4. d. The testing phase itself when the firm is offering its products to customers, as applicable. We propose 12 months as is frequent in other regulatory sandboxes, with options both for an early exit and an extension.

5. e. The ending phase where usually the firm is required to draft and submit a report analysing the results of the test, and for the regulator to inform the firm of any restrictions that may be lifted, or imposed, to receive a full license, if applicable. We propose 60 days for this phase.

2.3.9. Measurement of performance

Regulators should have a clear understanding of how success will be measured in the regulatory sandbox. This can be achieved by identifying Key Performance Indicators (KPIs) and using feedback loops to continuously improve the supervisory approach.

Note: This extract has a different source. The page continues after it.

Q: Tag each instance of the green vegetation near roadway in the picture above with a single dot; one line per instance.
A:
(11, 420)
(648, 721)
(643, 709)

It is advisable for regulators to focus on principles-based regulation rather than rules-based regulation, as this will allow them to regulate the activity rather than the entity. Additionally, effective communication with the market is crucial. Some regulators have established dedicated webpages as regulatory sandbox portals to increase awareness, share relevant documents, and provide information to companies (World Bank, 2020[24]). The recommended set of KPIs for the Czech regulatory sandbox are presented in Figure 2.7.

Figure 2.7. Recommended set of KPIs

Having KPIs for monitoring a regulatory sandbox for FinTechs is essential in measuring the success of the sandbox, as it helps to determine if the sandbox is meeting its objectives. By selecting the right KPIs, regulators can effectively track progress, measure success, and make necessary adjustments to their regulatory approach. The KPIs selected for a regulatory sandbox should depend on the objectives of the regulatory sandbox. Possible categories of KPIs include people and skills, corporate finance, compliance and risk, competition, financial inclusion, and innovation and data management, provide a comprehensive picture of the impact of the regulatory sandbox. For instance, measuring the number of jobs created and the amount of money raised by FinTechs in the regulatory sandbox can help assess the contribution of the sandbox to facilitating and speeding up the deployment of innovation, and attracting FinTechs locally and globally. The number of registered users and of firms created can measure the regulatory sandbox’s impact on competition and adoption of new technologies, while the percentage and characteristics of the population reached can provide insight into the sandbox’s contribution to financial inclusion. Finally, the number of products available and the number of datasets available can demonstrate the regulatory sandbox’s success in fostering innovation and effective data management. These KPIs provide a comprehensive picture of the regulatory sandbox’s impact on various stakeholders and help regulators determine if the sandbox is meeting its objectives.